Oui, mais c’est un ensemble. Notre chef sommelier, Cédric Maupoint, effectue un travail incroyable. Bien sûr, le vin compte, mais il s’inscrit dans une expérience globale où chaque élément doit être au niveau.

Quels produits avez-vous envie de travailler durant les prochains mois pour démarrer ce nouvel objectif ?

On attend l’asperge avec grande impatience. Elles sont un peu en avance cette année, comme il n’a pas fait trop froid. J’ai déjà quelques idées. Nous sommes aussi associés au maraîcher Thierry Rians, à qui nous avons demandé de planter certains légumes pour pousser notre créativité.

La cuisine légumière est résolument tendance…

Je l’ai toujours pratiquée car mes grands-parents étaient maraîchers. Quand je conçois mon restaurant, je pense aussi aux clients qui mangent végétalien ou sans gluten. La carte prévoit déjà des assiettes qui leur conviennent, et la brigade est organisée pour répondre à cette demande.

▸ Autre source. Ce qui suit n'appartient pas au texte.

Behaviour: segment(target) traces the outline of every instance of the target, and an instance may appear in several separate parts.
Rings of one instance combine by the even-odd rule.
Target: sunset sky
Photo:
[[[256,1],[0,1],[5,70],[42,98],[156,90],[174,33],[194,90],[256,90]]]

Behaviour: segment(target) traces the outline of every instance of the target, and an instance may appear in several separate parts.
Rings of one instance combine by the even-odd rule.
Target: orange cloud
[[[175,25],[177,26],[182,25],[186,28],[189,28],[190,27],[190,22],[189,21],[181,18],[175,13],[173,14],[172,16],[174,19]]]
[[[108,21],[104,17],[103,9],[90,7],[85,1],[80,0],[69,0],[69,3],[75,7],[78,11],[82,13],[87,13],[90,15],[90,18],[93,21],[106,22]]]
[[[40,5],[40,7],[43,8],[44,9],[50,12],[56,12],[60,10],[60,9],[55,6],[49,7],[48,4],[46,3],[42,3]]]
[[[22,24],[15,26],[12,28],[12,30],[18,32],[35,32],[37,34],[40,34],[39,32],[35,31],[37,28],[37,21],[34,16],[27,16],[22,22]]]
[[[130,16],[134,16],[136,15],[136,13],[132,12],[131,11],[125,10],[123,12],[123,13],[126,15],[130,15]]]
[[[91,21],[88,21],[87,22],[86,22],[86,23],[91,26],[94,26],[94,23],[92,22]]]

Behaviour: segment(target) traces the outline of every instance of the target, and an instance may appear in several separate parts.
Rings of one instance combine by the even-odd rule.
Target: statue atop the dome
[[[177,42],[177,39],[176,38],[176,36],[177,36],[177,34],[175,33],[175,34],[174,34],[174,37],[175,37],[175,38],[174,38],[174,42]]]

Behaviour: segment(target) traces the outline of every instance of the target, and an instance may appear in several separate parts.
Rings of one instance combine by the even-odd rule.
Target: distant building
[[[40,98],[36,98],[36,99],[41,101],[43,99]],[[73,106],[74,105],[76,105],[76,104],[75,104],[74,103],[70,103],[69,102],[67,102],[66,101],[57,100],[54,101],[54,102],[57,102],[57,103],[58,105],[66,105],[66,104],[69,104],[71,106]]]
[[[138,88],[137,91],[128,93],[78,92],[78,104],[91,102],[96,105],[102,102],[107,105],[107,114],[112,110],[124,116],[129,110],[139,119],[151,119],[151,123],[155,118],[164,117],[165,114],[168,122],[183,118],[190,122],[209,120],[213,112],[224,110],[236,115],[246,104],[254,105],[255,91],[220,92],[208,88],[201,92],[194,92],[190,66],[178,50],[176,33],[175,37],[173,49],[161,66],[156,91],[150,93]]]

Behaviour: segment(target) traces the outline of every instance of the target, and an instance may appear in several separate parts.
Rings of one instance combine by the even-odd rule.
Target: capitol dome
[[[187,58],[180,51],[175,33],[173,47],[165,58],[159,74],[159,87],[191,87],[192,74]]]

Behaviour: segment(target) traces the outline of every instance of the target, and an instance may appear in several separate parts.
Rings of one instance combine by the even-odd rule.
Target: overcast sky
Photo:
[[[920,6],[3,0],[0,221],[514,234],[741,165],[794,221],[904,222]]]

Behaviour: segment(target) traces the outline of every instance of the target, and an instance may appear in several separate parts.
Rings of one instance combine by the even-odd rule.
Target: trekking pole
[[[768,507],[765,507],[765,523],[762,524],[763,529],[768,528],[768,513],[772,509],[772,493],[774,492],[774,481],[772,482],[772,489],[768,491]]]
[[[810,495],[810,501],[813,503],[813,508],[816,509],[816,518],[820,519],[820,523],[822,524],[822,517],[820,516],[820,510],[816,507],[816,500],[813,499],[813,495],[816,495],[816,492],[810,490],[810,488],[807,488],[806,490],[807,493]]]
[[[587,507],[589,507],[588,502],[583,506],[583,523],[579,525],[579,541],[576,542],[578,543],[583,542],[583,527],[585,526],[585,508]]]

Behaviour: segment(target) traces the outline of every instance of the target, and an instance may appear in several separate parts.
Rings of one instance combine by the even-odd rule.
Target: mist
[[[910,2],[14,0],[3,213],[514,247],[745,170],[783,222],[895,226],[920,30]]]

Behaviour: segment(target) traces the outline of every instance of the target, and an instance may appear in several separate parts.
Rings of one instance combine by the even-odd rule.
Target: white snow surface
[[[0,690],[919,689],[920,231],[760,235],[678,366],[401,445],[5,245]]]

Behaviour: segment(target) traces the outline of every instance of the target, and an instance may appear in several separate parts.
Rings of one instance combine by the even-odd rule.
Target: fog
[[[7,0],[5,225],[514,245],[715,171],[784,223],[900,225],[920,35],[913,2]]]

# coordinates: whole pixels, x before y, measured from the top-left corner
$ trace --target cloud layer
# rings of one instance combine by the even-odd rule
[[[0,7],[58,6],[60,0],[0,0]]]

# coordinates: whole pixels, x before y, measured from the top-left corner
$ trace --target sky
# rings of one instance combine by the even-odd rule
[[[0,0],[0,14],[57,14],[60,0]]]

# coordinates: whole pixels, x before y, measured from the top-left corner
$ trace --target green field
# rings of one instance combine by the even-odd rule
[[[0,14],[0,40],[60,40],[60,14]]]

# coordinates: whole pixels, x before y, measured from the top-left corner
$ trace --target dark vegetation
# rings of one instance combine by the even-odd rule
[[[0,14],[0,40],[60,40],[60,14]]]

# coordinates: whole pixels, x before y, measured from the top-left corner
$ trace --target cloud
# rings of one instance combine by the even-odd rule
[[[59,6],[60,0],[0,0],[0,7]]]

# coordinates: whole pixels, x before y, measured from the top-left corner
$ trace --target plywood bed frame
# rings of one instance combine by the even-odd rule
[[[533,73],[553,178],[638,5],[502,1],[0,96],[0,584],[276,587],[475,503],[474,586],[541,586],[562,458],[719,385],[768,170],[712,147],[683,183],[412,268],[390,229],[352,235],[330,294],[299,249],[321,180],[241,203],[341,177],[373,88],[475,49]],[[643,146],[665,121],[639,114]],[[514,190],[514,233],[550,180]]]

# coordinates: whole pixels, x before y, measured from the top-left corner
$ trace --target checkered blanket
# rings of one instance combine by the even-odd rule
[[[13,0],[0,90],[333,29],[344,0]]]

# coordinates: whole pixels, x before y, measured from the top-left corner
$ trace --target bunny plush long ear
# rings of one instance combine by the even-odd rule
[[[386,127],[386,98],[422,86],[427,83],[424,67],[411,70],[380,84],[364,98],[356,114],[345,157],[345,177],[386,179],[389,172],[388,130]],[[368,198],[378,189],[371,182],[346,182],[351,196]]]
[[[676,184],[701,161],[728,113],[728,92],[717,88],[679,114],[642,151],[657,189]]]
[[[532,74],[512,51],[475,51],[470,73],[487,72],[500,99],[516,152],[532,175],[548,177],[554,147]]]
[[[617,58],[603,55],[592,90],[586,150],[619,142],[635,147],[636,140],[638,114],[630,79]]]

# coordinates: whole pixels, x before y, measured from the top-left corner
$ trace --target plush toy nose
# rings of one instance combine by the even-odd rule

Vous avez également changé de chef pâtissier. Mickaël Bartocetti remplace François Perret. Comment se déroule votre collaboration ?

C’est quelqu’un que j’apprécie et avec qui je travaillais déjà au Plaza Athénée. Notre collaboration consiste à travailler le produit. C’est un garçon qui a une approche très “cuisinier” de la pâtisserie. Je souhaitais des desserts cuisinés, et je suis vraiment fier de lui, notamment avec le “tea-time vegan” qu’il a imaginé.

La pâtisserie prend de l’ampleur. Pourrait-on imaginer une menu tout sucré, dans l’esprit de celui de Claire Heitzler chez Lasserre ?

Pourquoi pas. Ce qu’il faut, c’est rester curieux. La pâtisserie peut prendre davantage de place si elle reste cohérente avec l’identité de la maison et avec le niveau d’exigence du reste du repas.